Facebook is testing long-duration unmanned aircraft, drones if you prefer. Each drone will stay aloft at 60,000 feet for weeks at a time, powered by solar energy and connecting to other drones and the ground via laser, with end-user connectivity delivered via laser beam. But Facebook has many months of work to build and demonstrate a single production-quality end-to-end constellation, delving into aeronautical engineering territory that only NASA and the Department of Defense have explored. The economics might not work.
Large scale satellite networks using several hundred to several thousand satellites in low Earth orbit are all the rage, with players from Boeing to SpaceX having filed plans with the FCC to reserve spectrum and launch test satellites. OneWeb appears the farthest along, with financial backing from Bharti, Coca Cola, Intelsat and contributions from Airbus, Qualcomm and Virgin Galactic “Cloud” satellite networks offer low latency and coverage of the entire Earth's surface, but nobody's built one with a couple hundred satellite networked together. The Iridium network is the best working example today, with around 66 satellites and spares put up in the 1990s and delivering voice and lower-speed data.
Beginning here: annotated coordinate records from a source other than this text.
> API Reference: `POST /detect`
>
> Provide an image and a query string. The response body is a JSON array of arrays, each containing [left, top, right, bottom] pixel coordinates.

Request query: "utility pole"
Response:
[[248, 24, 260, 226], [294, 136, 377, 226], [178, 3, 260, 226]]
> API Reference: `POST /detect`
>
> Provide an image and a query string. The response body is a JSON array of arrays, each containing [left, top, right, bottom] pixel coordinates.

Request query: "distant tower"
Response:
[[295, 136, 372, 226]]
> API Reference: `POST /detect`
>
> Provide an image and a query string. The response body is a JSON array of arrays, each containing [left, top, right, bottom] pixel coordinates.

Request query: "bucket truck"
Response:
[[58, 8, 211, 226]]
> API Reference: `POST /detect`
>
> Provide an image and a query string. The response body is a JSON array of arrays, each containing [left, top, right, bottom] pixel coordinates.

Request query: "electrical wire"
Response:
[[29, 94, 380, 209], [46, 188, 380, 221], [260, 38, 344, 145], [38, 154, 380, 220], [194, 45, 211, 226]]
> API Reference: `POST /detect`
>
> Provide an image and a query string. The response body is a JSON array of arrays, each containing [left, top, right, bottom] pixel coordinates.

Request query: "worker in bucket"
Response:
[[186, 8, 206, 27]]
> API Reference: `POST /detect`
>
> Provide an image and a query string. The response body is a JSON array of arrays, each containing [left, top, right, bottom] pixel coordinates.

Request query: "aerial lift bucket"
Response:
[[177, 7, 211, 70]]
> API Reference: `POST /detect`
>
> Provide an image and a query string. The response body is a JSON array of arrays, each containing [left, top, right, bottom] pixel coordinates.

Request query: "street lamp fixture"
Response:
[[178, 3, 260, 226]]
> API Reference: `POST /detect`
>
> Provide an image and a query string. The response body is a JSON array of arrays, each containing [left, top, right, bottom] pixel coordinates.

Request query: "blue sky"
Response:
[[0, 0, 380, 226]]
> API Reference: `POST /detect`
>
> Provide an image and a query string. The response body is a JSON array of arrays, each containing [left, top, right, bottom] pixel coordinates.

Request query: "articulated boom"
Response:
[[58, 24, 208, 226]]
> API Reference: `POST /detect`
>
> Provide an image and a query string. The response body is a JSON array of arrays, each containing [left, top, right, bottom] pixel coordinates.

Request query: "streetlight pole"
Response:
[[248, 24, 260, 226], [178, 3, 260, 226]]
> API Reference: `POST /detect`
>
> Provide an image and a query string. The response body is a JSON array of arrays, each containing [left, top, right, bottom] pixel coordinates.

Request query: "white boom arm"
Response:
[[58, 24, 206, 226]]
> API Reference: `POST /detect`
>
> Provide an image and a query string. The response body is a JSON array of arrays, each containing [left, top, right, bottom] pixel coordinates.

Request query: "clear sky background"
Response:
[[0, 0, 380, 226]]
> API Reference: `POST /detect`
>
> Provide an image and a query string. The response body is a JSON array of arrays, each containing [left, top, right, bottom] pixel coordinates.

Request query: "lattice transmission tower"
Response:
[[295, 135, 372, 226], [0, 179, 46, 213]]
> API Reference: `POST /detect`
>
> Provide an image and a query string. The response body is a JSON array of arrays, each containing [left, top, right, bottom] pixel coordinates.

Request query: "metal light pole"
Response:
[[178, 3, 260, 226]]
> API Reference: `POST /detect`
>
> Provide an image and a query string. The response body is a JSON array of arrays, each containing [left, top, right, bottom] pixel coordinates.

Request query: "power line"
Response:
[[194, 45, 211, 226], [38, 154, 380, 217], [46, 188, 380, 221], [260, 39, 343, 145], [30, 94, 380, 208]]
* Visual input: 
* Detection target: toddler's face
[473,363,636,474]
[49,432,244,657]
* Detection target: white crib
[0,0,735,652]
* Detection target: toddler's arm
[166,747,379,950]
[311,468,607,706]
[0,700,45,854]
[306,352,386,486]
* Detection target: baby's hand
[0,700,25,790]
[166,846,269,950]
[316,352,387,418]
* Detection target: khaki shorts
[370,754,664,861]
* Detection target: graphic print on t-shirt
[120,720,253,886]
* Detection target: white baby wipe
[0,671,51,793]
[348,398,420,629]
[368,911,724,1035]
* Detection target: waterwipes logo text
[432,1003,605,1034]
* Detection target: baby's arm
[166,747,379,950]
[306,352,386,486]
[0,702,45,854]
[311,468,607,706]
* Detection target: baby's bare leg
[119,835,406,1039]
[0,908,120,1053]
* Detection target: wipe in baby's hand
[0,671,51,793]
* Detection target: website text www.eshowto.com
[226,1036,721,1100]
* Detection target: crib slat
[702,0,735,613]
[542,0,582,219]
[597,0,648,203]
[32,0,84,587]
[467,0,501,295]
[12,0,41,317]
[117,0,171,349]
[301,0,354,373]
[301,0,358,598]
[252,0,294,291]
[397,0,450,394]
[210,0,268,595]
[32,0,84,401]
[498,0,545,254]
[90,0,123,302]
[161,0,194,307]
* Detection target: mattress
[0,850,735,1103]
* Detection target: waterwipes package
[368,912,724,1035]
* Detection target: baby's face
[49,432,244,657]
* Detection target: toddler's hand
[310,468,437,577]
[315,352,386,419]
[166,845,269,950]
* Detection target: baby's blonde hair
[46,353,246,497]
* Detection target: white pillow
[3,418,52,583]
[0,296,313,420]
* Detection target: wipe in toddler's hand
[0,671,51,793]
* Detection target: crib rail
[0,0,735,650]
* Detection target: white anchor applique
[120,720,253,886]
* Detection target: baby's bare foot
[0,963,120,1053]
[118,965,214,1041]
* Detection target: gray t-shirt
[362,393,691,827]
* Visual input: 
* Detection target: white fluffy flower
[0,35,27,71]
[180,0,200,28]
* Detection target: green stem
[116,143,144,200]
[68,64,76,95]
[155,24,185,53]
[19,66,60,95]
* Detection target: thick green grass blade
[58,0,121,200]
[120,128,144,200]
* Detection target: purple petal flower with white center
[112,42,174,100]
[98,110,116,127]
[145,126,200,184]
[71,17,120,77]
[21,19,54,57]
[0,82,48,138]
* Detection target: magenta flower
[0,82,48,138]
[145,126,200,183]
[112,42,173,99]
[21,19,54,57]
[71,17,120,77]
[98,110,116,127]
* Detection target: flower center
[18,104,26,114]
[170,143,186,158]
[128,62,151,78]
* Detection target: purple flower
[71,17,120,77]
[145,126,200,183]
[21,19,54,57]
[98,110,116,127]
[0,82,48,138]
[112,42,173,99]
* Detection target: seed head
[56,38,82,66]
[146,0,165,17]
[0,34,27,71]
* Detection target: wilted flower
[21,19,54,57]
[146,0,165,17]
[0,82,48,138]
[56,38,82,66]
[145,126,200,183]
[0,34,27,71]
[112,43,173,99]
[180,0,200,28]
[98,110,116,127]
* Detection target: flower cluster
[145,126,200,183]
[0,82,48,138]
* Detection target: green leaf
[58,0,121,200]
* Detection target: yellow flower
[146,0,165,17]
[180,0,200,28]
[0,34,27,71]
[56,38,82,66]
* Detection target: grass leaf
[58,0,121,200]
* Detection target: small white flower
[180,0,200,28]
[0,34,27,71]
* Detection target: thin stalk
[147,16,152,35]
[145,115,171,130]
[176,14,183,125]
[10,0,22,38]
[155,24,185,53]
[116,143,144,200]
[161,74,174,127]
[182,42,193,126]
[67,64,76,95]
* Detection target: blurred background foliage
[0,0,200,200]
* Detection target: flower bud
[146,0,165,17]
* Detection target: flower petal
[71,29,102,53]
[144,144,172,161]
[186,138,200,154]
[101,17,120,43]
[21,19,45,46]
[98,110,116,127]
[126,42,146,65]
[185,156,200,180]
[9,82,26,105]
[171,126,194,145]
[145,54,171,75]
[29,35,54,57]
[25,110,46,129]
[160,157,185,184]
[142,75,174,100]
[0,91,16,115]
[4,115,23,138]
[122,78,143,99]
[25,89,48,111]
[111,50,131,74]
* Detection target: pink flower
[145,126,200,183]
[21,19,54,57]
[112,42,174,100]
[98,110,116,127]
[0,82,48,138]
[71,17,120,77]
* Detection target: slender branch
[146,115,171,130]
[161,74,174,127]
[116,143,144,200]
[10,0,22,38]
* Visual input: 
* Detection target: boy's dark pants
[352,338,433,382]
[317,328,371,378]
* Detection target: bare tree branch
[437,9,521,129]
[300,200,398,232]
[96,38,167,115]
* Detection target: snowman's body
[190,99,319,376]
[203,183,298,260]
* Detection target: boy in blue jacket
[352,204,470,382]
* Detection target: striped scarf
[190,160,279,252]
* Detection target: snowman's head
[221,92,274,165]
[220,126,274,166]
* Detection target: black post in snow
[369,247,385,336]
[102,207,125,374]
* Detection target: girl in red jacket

OneWeb, in comparison, plans to put at least 648 satellites into orbit starting in 2019-2020, with ground users getting speeds of 50 Mbps per second or faster. Initially, OneWeb made a lot of noise about delivering broadband everywhere on the planet, but has since shifted to pitch the ability of the network to serve businesses and extend cellular phone coverage. Good intentions to deliver broadband to the world are one thing, but business customers will be necessary to pay the bills and keep the lights on.
How many cloud satellite networks can the market support? Nobody knows. OneWeb has the daunting task to demonstrate that a single cloud satellite network can be a successful business. LEOSat believes there's room for a cloud network tailored to the high-end enterprise market, delivering low latency and gigabit speeds for corporate and government customers, with performance equal to or better than fiber.
Many cloud satellite network proposals are also facing a battle with terrestrial 5G networks for radio spectrum, with satellite builders trying to stake out spectrum claims before some 5G providers can get their own equipment running.
There is no clear winner in the rush to new networks, except for fiber. Broadband delivered by fiber doesn't have to worry about radio interference and can easily carry hundreds of gigabits to terabits of traffic per second on a single cable. Fiber has outlasted challenges from other schemes, due in part to its maturity and relative simplicity.